La nouvelle version de l’article 344, § 1er, du CIR 1992, introduite par l’article 167 de la loi-programme du 29 mars 2012, est applicable à partir de l’exercice d’imposition 2013, ainsi qu’aux actes ou ensembles d’actes juridiques posés au cours d’une période imposable clôturée au plus tôt le 6 avril 2012 et se rattachant à l’exercice d’imposition 2012. Cette dernière disposition vise les sociétés qui clôturent leur exercice social à partir du 6 avril 2012, qui est la date de publication de la loi au Moniteur belge.

Tout comme l’ancien article 344, § 1e, le nouveau texte vise tant les actes juridiques isolés que les ensembles d’« actes juridiques » qui réalisent une même « opération ».

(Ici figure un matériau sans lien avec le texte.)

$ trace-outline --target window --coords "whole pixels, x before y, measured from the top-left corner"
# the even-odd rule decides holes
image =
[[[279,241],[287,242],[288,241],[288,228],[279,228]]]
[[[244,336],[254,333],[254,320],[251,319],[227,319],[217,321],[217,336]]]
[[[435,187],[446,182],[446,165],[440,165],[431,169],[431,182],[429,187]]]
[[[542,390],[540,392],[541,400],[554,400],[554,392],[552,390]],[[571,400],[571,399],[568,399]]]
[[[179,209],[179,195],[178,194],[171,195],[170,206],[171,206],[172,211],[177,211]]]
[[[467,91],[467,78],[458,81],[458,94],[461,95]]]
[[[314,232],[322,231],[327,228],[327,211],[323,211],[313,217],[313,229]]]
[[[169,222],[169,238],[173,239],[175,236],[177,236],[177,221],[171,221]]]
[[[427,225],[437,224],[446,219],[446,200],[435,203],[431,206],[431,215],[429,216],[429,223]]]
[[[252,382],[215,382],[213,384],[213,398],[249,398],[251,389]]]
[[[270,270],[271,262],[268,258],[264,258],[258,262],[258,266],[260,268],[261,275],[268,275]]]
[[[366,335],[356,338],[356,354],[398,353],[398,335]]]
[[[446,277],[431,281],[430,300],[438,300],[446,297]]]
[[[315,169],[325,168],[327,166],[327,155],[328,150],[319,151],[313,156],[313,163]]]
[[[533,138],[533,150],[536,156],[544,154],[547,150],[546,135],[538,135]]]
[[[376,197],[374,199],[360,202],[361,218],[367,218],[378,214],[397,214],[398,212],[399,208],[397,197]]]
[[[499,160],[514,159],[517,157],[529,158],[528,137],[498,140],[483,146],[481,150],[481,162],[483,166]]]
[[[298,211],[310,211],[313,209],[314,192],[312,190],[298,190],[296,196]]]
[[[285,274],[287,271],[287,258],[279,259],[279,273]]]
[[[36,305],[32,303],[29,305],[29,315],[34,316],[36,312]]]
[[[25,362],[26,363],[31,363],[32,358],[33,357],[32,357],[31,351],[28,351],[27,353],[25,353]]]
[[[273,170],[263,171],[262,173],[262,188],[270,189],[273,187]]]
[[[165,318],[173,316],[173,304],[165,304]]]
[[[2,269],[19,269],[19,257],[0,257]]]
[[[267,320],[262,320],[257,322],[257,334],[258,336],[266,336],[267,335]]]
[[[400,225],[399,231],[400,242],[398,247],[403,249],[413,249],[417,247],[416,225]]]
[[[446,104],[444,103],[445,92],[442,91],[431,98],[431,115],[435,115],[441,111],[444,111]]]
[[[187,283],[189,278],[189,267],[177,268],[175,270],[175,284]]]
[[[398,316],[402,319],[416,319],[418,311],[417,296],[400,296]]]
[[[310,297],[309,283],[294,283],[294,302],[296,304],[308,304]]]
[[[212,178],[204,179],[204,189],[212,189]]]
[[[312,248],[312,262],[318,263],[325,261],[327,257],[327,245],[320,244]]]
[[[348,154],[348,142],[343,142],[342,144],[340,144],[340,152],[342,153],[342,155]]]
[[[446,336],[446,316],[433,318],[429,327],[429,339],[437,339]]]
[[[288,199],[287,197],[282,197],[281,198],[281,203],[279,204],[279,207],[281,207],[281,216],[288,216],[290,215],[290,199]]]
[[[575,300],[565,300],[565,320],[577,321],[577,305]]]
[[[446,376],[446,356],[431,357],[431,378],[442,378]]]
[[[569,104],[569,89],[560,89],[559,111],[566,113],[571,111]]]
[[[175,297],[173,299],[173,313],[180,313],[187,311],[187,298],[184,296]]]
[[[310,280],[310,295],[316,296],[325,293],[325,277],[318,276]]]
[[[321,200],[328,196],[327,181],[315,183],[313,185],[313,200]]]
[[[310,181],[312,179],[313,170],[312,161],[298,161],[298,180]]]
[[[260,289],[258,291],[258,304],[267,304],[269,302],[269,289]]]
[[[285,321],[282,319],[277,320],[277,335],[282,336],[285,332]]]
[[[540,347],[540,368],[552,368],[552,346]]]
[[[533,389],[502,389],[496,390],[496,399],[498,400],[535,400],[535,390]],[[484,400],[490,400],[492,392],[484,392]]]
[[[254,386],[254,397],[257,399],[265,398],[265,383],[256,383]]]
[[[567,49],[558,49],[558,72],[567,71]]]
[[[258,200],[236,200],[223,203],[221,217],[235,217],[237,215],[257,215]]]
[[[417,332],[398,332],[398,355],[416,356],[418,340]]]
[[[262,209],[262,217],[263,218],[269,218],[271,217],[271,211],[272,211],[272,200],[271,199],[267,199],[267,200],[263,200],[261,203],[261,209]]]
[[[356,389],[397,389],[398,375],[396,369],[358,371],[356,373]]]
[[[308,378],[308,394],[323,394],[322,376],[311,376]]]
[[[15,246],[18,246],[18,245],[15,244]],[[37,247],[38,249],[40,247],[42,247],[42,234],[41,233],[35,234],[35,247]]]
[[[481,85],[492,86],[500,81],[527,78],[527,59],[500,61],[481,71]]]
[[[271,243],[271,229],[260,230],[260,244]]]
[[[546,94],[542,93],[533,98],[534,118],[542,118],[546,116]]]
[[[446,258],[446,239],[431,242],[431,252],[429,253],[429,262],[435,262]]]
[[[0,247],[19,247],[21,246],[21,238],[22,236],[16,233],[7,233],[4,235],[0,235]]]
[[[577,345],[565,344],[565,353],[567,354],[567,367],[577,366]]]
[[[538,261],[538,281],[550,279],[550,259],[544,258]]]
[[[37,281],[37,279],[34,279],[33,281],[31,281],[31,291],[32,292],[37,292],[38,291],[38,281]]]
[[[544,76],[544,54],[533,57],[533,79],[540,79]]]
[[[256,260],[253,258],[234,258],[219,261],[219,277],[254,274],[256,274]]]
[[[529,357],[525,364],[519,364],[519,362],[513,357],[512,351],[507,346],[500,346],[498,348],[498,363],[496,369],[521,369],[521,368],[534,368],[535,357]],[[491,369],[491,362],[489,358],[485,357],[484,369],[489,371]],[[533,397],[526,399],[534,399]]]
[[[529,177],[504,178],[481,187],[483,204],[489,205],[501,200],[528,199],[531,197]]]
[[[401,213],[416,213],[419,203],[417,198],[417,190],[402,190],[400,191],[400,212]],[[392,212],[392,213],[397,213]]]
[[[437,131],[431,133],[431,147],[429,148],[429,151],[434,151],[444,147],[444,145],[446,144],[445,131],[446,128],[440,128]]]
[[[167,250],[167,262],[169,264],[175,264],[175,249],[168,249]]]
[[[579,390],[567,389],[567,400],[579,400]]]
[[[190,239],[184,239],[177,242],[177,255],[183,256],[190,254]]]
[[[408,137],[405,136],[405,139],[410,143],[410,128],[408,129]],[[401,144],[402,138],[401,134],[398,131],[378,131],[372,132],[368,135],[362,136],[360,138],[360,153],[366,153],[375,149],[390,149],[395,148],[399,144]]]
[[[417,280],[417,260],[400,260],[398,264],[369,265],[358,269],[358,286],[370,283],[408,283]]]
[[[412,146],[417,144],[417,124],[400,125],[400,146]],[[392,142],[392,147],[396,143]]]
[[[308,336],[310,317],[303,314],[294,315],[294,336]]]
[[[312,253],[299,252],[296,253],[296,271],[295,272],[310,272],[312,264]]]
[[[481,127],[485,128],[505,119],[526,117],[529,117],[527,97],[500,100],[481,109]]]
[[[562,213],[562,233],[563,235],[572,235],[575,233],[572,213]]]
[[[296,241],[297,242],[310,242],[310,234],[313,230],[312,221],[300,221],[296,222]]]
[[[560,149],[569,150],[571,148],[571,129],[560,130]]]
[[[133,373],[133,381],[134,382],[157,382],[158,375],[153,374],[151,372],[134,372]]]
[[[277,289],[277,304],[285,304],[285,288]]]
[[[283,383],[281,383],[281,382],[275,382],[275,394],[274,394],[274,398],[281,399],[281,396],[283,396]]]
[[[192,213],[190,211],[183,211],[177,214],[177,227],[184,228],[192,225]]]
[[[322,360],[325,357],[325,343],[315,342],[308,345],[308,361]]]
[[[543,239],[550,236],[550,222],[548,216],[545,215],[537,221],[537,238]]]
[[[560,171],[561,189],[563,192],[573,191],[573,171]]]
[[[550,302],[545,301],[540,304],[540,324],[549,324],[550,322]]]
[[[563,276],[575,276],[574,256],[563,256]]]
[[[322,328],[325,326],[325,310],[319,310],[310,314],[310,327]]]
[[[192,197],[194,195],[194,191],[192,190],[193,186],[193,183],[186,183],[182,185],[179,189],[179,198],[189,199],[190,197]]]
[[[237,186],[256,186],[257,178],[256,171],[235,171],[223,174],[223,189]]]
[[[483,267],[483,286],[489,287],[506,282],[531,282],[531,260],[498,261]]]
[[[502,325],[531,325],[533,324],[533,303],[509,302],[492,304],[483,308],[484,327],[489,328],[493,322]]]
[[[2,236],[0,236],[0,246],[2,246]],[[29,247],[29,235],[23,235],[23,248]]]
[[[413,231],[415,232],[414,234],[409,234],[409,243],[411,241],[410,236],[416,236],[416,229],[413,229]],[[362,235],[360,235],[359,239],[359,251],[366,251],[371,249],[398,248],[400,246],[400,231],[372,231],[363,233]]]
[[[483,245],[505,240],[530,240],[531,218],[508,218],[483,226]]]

Des actes distincts réalisent une même opération soit lorsque  les différents actes résultent d’un accord initial conclu entre parties sur les différents actes successifs à réaliser, soit lorsqu’il n’existait, dès la conclusion du premier acte, aucune vraisemblance que les actes subséquents ne seraient pas également accomplis.

L’administration fiscale a toujours tenté de faire valoir que la mesure anti-abus pouvait s’appliquer si « le dernier acte juridique qui fait partie d’un ensemble d’actes juridiques réalisant une même opération a été posé ou est posé dans le courant de l’année 2012 » (Circ. AAF3/2012 du 4 mai 2012).

Elle estime donc que la nouvelle mesure anti-abus peut s’appliquer à une opération dont le premier acte a été réalisé avant l’année 2012 lorsqu’il fait partie d’un ensemble d’actes juridiques qui constituent une même opération, du moment que le dernier acte soit posé dans le courant de l’année 2012.

Cette position est pourtant contraire au texte même de l’article 169 de la loi-programme.

Celui-ci prévoit en effet que l’article 167, qui instaure la mesure anti-abus nouvelle en matière d’impôts directs, est applicable « à partir de l’exercice d’imposition 2013, ainsi qu’aux actes ou ensembles d’actes juridiques posés au cours d’une période imposable clôturée au plus tôt à la date de publication de la loi ».

Le texte est clair : « l’ensemble des actes » doit être posé au cours de la période en question. Il ne suffit donc pas qu’il en soit ainsi du dernier d’entre eux.

Ce point de vue paraît effectivement le seul qui soit compatible avec le texte clair de l’article 169 de la loi-programme : il n’y a pas « d’ensembles d’actes » accomplis au cours de la période de référence si le premier d’entre eux est antérieur à cette période.

La mesure anti-abus s’applique aux opérations constituées par plusieurs actes juridiques si le premier de cet acte a eu lieu au cours de l’exercice d’imposition 2013 ou au cours d’une période imposable clôturée à partir du 6 avril 2012, mais pas avant.

Cette interprétation permet d’ailleurs de respecter la sécurité juridique, puisqu’elle permet d’éviter qu’un contribuable qui a entamé une opération avant l’entrée en vigueur de la mesure anti-abus se voie rattrapé par celle-ci, alors qu’au moment où il a posé le premier acte, la notion d’abus fiscal n’existait pas.

Il y aurait sinon violation du droit à la sécurité juridique du contribuable en l’espèce.

La Cour d’appel de Gand, qui avait déjà rendu un arrêt en ce sens, vient tout juste de confirmer cette position dans un arrêt du 28 avril 2020.

Cet arrêt montre que la prévisibilité de la loi fiscale et la sécurité juridique restent des valeurs clés de notre droit fiscal.